Dann in Sibirien die Überraschung: Gwen ist schwanger. Kurzerhand werden neue Pläne geschmiedet, eine Kajüte auf einem Containerschiff von Japan nach Mexiko gebucht und ab dem Frühjahr 2015 geht die Reise zu dritt weiter. Die Art der Reiseform ändert sich somit im Vergleich zum ersten Jahr. Die junge Familie legt sich einen alten Bus an, mit dem sie ein Jahr lang durch Mittelamerika reisen, um sich als Familie kennenzulernen
Die 1200 Kilometer von Barcelona nach Freiburg werden zur letzten Reiseetappe. Ein letztes Mal ändert sich ihre Art des Reisens, sie schnallen sich wieder die Kraxen auf die Rücken und laufen dreieinhalb Monate durch Europa und stetig heimatlichere Landschaften
Die Reise ist eine Geschichte über Vertrauen, über Loslassen und sich „Darauf-einlassen“. Ein Geben und Nehmen. Über Grenzen, die meist nicht bei Begegnungen mit Menschen und in deren Köpfen, sondern vor allem an den Landesgrenzen und bei Behörden auftauchen oder dem eigenen Durchhaltevermögen und über Heimat. Der Film strahlt Lebensfreude und Neugier aus, er ist ein traumhafter Beweis für Freundschaft, die über jeglichen Differenzen, seien es Länder, Sprachen oder Kulturunterschiede hinwegsieht.

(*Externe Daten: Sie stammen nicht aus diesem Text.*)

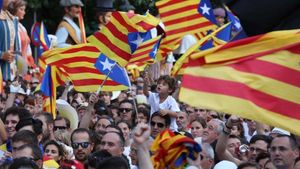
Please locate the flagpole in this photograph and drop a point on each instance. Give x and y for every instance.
(103, 82)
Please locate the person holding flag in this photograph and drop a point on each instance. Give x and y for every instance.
(68, 32)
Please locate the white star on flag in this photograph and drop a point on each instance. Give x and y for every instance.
(138, 41)
(205, 9)
(237, 25)
(107, 65)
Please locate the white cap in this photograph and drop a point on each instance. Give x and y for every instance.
(225, 165)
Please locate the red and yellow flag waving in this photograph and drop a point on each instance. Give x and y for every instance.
(256, 78)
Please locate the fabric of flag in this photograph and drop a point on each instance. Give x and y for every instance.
(113, 40)
(182, 17)
(111, 69)
(146, 51)
(171, 151)
(255, 78)
(78, 61)
(220, 36)
(52, 79)
(82, 27)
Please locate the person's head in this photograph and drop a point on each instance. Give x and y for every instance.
(262, 159)
(126, 111)
(197, 127)
(159, 123)
(48, 124)
(182, 121)
(61, 123)
(258, 144)
(113, 142)
(233, 144)
(283, 151)
(24, 162)
(114, 163)
(207, 156)
(72, 7)
(34, 125)
(143, 115)
(126, 129)
(82, 144)
(101, 124)
(248, 165)
(166, 85)
(23, 137)
(31, 151)
(11, 118)
(212, 131)
(17, 8)
(95, 158)
(54, 150)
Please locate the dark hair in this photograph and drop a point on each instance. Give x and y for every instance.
(248, 164)
(167, 118)
(113, 163)
(37, 153)
(21, 112)
(170, 81)
(261, 156)
(59, 147)
(201, 121)
(23, 162)
(36, 124)
(81, 130)
(68, 123)
(25, 136)
(95, 158)
(264, 138)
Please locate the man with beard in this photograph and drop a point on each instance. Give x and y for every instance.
(48, 125)
(82, 144)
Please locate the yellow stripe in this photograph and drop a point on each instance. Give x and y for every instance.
(261, 83)
(284, 58)
(267, 42)
(171, 6)
(239, 107)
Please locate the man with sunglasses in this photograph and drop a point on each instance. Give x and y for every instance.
(68, 32)
(159, 123)
(82, 144)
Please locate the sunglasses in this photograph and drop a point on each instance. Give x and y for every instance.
(160, 125)
(82, 144)
(125, 109)
(59, 128)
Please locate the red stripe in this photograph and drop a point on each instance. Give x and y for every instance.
(146, 25)
(81, 69)
(171, 2)
(268, 69)
(184, 19)
(120, 19)
(189, 28)
(75, 59)
(113, 47)
(81, 49)
(178, 10)
(89, 82)
(242, 91)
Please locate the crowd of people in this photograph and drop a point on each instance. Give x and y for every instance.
(118, 129)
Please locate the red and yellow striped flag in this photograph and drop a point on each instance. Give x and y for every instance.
(255, 78)
(78, 62)
(112, 40)
(182, 17)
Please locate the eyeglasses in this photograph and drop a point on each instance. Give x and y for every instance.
(59, 128)
(125, 109)
(82, 144)
(160, 125)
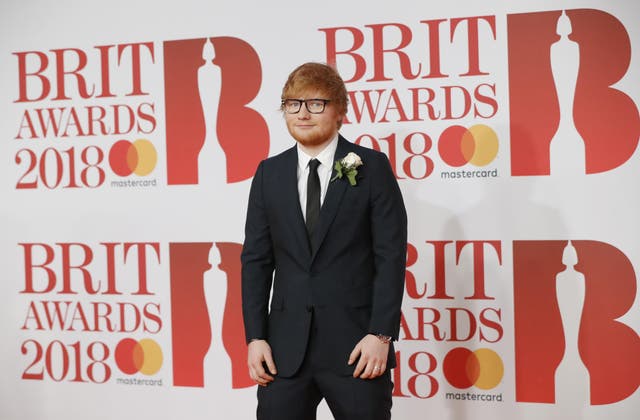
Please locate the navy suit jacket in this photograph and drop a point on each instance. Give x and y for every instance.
(351, 279)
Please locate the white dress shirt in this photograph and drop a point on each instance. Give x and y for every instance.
(325, 169)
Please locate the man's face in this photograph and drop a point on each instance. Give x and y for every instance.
(313, 130)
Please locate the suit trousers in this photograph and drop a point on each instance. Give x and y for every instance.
(348, 398)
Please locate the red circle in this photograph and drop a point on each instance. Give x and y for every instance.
(126, 355)
(461, 368)
(450, 146)
(120, 158)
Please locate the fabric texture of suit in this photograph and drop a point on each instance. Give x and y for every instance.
(349, 282)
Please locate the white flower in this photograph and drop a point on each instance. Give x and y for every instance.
(347, 167)
(352, 160)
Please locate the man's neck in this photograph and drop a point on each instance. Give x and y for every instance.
(315, 150)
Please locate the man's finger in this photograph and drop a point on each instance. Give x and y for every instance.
(271, 366)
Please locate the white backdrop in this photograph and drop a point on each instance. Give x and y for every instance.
(513, 129)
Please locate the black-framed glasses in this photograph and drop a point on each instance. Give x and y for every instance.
(314, 106)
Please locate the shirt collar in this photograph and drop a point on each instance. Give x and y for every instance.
(325, 157)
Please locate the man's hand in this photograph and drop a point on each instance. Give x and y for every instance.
(373, 357)
(260, 354)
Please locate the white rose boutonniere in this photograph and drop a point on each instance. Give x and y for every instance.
(347, 166)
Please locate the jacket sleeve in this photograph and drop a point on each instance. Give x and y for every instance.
(389, 234)
(257, 262)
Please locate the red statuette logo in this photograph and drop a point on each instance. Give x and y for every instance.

Die Bilder rasen nur so an dem Zuschauer vorbei, das erste halbe Jahr der Reise ist in einer halben Stunde des Films erzählt. Es ist anstrengend, die lauten, bunten, ja schrillen Farben Indiens zu sehen, doch es kommt ein Schnitt und in der nächsten Sequenz sitzen die beiden wieder im Wald vor ihrem Zelt und es herrscht absolute Stille. Es sind auch diese extremen Gegensätze, die den Film sehr kurzweilig machen.
Der Film zeigt, dass nicht immer alles so klappt, wie man es sich vorgestellt hat und das manchmal gar keine konkrete Planung die Beste ist.
Am Ende des Films fühlt man sich den beiden Filmemachern unglaublich nahe. Man hat das Gefühl, die beiden in den letzten 2 Stunden gut kennengelernt zu haben. Nachdem der Applaus verklungen ist, beantworten Gwen und Patrick den Zuschauern in der Schauburg selbst die neugierigsten Fragen zur Hausgeburt in Mexiko mit einem Lachen und sympathischem Humor.
Für alle Reiselustigen, Weltenbummler, Aussteiger und alle die von Abenteuerreisen träumen: der Film läuft ab nächster Woche täglich in der Schauburg.Weitere Termine
Für alle, denen der Film zu schnell durch die einzelnen Länder rannte, der kann sich danach auf der Website den Rest des Filmmaterials ansehen und genauere Eindrücke der Länder bekommen.